Style: Qashqai Rugs, Persian Qashqai Rugs
Qashqai Rugs, Persian Qashqai Rugs
Qashqai (Qashqu’i, Kashgai) rugs are made by the Qashqai, who form a confederation of tribes of Turkmen origin established in the 18th century.
They started to settle in Iran in the 11th century, and they primarily reside in Fars Province in southwest Iran. These people were once nomadic, but most of them have recently settled down in villages and towns. The major tribes are the following: Amaleh, Darashur, Farsi Madan, Kashkuli Bozorg, Kashkuli Kuchek, and Shish Boluki. The deep and rich red fields in Qashqai rugs feature distinct dark blue and bright ivory geometric patterns with a diamond or hexagon medallion or several medallions, which may include the diamond four projecting hooks.
The diamond shape is often repeated in the main field of the rug. Some rugs feature stylized, geometrically formed human figures or animals; one distinctive scene shows the ancient Persian ruler Darius fighting a lion in Persepolis, the ancient capital of the Persian empire.

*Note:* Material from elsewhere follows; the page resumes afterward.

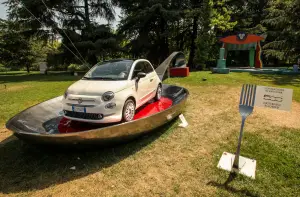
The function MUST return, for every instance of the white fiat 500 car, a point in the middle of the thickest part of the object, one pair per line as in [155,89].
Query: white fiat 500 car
[111,91]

Some rugs feature a field that is filled with random motifs and objects, such as human figures, animals, and plants. The borders of Qashqai tend toward featuring simpler patterns and may have only one row or two rows. Bold and distinct designs using intense, vivid colors that provide a strong contrast are characteristic of Qashqai rugs and make them readily identifiable, along with rug ends that are finished with a plain weave with a brocade. These rugs are also typically all wool, coarse woven, and tend to have a lower knot count of under two hundred knots per square inch.
Beautiful Rugs has a fine Persian Qashqai rug (386) with a very unique design: an allover pattern of large diamond geometric and abstract medallions with projecting hooks outwards and inwards, and only eight of these medallions with a white field that contrasts sharply with the rest of the rug form two vertical rows in the rug’s center. Dark green, light green, and deep blue medallions are repeated along a diagonal axis, so the interplay of the most prominent color patterns is asymmetrical, quite striking, and unique in this rug.